In der Vergangenheit wurden keine der für die unrechtmäßigen oder außergerichtlichen Morde verantwortlichen Polizeibeamten zur Rechenschaft gezogen.

„Die Spannungen zwischen den beiden Gemeinden und die Vergeltungsschläge von beiden Seiten werden vermutlich andauern, bis die Drahtzieher dieser Gräueltaten zur Verantwortung gezogen werden,“ sagte Takirambudde.

Human Rights Watch forderte die nigerianische Regierung und die Polizeibehörden dringend dazu auf, den bei Unruhen in Kano und in anderen Orten eingesetzten Sicherheitskräften strenge Anweisungen zu geben, tödliche Gewalt nur als äußerste Maßnahme anzuwenden und alle anderen möglichen Mittel auszuschöpfen, um Verdächtige festzunehmen.
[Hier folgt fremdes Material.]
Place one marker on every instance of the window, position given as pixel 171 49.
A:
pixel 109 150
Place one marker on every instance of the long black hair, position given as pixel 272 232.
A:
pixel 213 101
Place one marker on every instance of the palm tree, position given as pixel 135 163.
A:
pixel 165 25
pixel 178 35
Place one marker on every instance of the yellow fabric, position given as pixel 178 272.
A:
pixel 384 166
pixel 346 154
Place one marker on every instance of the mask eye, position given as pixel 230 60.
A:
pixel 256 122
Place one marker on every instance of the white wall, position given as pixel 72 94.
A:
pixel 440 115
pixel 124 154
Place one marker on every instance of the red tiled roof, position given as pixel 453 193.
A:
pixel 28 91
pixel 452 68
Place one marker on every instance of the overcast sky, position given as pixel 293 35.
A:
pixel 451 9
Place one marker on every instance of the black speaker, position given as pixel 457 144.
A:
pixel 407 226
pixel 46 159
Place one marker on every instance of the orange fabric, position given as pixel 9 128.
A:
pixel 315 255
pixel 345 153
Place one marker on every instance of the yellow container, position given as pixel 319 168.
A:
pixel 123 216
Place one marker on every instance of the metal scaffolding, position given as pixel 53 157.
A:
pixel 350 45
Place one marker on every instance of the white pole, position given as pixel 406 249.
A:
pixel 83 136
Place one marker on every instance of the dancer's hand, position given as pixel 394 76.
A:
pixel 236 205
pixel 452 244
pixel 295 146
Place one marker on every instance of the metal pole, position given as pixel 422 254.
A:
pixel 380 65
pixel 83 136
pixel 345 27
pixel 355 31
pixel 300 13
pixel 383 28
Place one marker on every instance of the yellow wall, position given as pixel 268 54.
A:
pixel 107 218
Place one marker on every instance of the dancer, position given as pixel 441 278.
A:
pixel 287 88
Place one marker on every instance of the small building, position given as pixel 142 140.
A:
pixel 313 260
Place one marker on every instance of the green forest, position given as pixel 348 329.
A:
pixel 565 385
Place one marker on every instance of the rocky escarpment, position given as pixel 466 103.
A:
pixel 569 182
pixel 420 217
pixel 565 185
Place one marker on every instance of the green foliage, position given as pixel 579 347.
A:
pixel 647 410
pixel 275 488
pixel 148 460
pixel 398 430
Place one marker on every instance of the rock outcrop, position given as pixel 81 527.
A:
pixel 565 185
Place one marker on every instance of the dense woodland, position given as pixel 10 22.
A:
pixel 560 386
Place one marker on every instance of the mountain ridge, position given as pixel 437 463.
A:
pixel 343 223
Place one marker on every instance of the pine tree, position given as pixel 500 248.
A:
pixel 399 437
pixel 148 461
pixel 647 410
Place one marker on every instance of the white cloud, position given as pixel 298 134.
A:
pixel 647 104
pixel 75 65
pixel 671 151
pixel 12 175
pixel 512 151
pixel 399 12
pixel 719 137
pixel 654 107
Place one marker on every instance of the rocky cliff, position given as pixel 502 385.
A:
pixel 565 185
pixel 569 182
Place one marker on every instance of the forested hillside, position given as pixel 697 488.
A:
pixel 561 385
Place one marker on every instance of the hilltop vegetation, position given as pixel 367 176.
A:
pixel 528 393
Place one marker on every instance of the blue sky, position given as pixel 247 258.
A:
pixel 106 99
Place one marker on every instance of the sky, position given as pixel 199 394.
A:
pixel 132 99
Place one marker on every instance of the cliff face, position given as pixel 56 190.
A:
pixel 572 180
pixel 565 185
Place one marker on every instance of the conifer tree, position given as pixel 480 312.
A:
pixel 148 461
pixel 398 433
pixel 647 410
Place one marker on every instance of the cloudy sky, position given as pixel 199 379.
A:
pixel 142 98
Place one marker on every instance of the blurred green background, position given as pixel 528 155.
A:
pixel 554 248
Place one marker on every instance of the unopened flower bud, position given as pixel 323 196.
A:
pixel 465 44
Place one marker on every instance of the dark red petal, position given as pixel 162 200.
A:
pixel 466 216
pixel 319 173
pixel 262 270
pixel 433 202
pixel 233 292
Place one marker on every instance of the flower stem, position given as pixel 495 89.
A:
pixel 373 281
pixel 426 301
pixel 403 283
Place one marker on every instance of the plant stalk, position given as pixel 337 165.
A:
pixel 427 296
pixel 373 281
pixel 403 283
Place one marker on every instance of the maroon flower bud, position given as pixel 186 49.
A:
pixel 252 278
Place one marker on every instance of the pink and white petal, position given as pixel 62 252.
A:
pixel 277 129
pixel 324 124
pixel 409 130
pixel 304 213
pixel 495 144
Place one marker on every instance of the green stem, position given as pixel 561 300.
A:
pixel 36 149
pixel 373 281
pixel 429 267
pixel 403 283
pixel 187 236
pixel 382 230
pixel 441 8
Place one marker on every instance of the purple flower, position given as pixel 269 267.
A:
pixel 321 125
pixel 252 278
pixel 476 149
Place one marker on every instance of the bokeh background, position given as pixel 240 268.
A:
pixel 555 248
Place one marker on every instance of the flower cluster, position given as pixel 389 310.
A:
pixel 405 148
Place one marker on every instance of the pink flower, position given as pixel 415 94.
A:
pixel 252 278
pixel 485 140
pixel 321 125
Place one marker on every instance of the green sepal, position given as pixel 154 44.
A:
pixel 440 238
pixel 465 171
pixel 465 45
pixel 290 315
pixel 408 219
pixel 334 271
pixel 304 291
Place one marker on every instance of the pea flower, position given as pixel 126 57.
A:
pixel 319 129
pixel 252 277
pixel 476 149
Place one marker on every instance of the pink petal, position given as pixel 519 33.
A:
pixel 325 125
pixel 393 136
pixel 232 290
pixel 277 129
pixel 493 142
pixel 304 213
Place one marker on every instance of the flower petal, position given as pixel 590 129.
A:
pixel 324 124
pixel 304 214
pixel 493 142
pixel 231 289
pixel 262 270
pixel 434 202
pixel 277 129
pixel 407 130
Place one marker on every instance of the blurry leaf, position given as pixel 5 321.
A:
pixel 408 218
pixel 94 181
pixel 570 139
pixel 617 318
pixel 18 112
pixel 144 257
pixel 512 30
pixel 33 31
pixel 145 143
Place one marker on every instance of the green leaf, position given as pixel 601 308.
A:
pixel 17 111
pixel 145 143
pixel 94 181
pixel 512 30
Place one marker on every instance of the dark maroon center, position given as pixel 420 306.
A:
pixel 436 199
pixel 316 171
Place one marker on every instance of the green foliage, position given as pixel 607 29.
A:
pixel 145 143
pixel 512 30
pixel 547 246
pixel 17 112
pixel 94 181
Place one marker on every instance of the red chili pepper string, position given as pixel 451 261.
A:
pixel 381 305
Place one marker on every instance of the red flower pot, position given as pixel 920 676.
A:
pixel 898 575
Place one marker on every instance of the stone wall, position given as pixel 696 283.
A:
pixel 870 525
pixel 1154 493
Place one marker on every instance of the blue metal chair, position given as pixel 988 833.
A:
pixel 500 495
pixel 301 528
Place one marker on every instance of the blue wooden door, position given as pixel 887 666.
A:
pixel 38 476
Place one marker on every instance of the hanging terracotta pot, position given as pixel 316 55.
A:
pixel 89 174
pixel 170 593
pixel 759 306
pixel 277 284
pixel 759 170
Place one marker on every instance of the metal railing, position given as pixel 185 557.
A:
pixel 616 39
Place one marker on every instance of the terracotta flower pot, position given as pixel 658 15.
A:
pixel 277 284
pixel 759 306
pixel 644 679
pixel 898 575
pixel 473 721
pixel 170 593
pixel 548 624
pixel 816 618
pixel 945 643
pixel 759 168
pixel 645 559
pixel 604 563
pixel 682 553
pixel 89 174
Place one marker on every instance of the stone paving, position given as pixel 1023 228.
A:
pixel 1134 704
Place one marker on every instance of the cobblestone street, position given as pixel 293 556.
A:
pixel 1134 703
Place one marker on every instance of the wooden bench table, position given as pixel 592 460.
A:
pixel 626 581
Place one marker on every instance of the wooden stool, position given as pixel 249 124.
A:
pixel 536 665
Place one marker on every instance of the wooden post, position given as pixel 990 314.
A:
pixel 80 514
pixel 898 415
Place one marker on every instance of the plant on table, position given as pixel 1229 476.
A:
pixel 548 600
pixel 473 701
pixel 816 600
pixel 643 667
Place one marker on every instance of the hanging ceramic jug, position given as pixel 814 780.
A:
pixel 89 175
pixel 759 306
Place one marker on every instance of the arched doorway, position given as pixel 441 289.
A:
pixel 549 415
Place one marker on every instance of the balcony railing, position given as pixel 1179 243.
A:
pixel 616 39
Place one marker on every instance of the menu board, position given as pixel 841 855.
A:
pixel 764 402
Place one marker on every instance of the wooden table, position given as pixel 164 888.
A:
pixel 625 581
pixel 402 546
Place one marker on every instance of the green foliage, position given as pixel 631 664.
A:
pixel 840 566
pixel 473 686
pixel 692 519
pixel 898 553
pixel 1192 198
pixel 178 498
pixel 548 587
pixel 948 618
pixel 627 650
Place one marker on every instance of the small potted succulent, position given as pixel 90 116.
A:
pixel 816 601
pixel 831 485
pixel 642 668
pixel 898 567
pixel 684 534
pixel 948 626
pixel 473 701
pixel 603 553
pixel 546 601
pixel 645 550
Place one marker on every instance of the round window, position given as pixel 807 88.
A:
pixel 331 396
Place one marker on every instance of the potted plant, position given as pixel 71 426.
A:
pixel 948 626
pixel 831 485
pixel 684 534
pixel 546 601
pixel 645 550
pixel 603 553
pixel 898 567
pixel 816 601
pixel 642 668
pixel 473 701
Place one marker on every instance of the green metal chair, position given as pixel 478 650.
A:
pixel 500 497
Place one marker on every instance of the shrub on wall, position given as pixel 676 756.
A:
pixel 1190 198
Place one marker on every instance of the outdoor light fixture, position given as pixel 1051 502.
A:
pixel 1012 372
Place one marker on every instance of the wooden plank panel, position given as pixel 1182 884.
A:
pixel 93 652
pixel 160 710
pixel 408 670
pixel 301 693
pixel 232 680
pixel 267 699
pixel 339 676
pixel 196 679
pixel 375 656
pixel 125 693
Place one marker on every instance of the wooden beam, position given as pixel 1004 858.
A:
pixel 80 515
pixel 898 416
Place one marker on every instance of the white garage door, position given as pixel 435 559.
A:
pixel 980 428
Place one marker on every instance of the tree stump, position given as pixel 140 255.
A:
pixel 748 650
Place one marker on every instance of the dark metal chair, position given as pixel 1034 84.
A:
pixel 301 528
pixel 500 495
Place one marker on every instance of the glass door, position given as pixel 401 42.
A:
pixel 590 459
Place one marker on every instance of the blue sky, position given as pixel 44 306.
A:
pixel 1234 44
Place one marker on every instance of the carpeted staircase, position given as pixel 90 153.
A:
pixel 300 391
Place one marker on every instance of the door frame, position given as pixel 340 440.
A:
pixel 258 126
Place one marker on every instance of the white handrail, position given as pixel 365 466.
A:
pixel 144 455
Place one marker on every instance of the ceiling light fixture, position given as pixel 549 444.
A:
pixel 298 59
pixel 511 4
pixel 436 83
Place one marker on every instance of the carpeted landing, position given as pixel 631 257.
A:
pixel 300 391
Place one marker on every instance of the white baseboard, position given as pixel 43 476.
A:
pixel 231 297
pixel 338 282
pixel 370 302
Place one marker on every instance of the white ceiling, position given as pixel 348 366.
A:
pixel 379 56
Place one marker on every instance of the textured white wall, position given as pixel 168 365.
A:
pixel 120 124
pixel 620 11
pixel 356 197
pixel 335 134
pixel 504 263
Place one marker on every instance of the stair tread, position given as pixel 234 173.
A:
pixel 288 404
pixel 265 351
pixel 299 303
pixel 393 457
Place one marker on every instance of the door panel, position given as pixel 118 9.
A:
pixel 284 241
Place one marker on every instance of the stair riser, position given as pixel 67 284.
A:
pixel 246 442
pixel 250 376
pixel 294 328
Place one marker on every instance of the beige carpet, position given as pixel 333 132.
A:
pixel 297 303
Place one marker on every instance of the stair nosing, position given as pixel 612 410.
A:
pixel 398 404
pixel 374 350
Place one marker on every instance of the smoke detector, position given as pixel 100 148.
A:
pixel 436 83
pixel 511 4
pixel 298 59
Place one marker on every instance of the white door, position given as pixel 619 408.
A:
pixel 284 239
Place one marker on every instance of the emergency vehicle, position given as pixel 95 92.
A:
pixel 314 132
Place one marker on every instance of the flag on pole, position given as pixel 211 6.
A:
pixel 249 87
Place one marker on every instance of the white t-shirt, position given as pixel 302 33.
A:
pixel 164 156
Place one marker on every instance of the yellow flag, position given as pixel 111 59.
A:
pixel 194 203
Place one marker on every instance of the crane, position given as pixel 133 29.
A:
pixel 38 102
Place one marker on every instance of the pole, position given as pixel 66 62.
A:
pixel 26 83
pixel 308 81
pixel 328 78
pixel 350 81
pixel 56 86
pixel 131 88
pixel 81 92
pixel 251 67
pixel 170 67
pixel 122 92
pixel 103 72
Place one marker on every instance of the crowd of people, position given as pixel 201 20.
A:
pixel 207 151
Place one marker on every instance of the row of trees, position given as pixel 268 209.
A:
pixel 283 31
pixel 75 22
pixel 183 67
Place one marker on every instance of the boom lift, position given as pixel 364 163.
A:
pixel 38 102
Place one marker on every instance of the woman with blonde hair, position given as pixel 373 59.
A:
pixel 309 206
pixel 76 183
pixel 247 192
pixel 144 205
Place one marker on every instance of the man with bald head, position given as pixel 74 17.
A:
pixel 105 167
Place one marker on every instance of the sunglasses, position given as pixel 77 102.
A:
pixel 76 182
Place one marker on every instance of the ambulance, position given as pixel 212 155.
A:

Alle Polizeibeamte müssen in den internationalen Standards, was die Strafverfolgung angeht, geschult werden. Dem Verhaltenskodex der Vereinten Nationen für Beamte mit Polizeibefugnissen zufolge haben Beamte „die Menschenrechte aller Personen zu wahren und zu verteidigen“ und „dürfen Gewalt nur anwenden, wenn dies unbedingt notwendig ist und nur in dem Maß, wie es die Ausübung ihrer Pflichten erfordert“. Die Grundprinzipien der Vereinten Nationen für die Anwendung von Gewalt und den Gebrauch von Schusswaffen durch Beamte mit Polizeibefugnissen besagt, dass Beamte, wenn der rechtmäßige Einsatz von Gewalt und Schusswaffen unabwendbar ist, Zurückhaltung zu üben, Schaden und Verletzungen auf ein Mindestmaß zu beschränken und das menschliche Leben zu achten und zu wahren haben.

Darüber hinaus beschreiben die Prinzipien der Vereinten Nationen hinsichtlich der wirksamen Prävention von außergerichtlichen, summarischen und willkürlichen Hinrichtungen die Maßnahmen, die Regierungen im Falle von unrechtmäßigen Tötungen zu treffen haben wie z.B. eine gründliche, sofortige und unparteiische Untersuchung der Vergehen und die Verpflichtung, die Verantwortlichen zur Rechenschaft zu ziehen.

Human Rights Watch hat seine Forderung an die nigerianische Regierung und die Justizbehörden wiederholt, die für die Organisation und die Ausführung der Morde in Kano und Plateau-Staat Verantwortlichen zu identifizieren und strafrechtlich zu verfolgen.